暁小学校では5年生が「伝統工業の今を考える」をテーマに、「伝統工業サミット」と名づけた4校による協働学習を実施しました。交流オープニングテレビ会議と研究発表テレビ会議の2回のテレビ会議を含め、10時間ほどの学習計画で取り組みました。

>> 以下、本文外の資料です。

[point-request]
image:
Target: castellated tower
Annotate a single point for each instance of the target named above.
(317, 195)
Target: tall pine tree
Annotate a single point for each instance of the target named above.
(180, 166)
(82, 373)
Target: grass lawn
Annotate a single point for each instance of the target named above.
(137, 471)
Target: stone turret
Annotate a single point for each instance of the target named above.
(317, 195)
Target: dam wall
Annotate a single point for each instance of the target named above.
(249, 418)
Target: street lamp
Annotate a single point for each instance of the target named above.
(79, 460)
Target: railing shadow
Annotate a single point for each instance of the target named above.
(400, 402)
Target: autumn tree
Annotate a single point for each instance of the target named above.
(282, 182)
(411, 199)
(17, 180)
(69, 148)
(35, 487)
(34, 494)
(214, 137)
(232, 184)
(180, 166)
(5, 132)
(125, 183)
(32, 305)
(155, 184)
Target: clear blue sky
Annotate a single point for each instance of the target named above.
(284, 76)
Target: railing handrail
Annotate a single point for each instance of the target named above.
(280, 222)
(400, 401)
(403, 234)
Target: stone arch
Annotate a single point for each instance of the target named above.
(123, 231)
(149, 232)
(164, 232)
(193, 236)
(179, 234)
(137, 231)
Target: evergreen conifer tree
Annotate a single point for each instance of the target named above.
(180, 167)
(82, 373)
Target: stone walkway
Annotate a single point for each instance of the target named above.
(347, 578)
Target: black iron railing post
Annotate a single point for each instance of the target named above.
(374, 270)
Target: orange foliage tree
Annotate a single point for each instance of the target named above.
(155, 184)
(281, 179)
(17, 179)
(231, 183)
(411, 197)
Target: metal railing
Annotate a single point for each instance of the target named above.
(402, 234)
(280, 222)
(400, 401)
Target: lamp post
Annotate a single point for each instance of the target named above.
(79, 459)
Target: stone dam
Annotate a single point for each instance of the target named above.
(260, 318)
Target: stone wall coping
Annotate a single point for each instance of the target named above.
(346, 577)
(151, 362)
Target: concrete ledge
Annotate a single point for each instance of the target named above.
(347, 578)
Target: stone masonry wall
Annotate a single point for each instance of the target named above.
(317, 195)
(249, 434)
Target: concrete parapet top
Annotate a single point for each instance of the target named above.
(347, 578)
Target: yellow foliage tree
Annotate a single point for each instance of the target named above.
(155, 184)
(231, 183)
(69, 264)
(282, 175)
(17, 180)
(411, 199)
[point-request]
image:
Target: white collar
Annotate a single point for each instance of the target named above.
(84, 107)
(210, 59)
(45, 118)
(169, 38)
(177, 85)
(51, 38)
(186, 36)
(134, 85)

学習の中心は、最後にテレビ会議で研究成果を参加校に伝えることを前提に、各学校それぞれが施設見学や体験学習を踏まえ、地域の伝統工業について自分の課題を決めて、課題に応じた方法で調べ学習を行い、その調査内容や自分の考えをまとめる学習でした。そして、その学習に基づき、電子掲示板で情報を交換したり、テレビ会議でまとめの発表や意見交換をしたりしました。

ハプニング!伝統工業がない…
福岡雙葉小学校は「博多人形」、石川県松任市立東明小学校は「金ぱく・九谷焼」と、いずれも有名な伝統工業です。暁小学校は地元三重県四日市市に江戸時代から伝わる「万古焼き」(陶器)です。

ところが嘉手納小学校は、担当の先生が転勤したばかりで地域の実情をよく把握していませんでした。先生がよくよく調べてみると嘉手納地区に伝わる伝統工業らしい産業がないということがはっきりしてきたのです。

交流学習も準備段階の最初からつまずき、教師一同、大変弱りました。私たちは、今回の協働学習は、地域のよさの再発見につながる学びであるし、嘉手納小学校の子どもたちにとっては、調べた結果、伝統工業がないということが分かり、そこからなぜかを考えることも大きな学びであり、他の学校の子どもたちにとっても、そういう地域もあることが分かることで多面的な思考の育成につながるだろうと考え、参加してもらうことにしました。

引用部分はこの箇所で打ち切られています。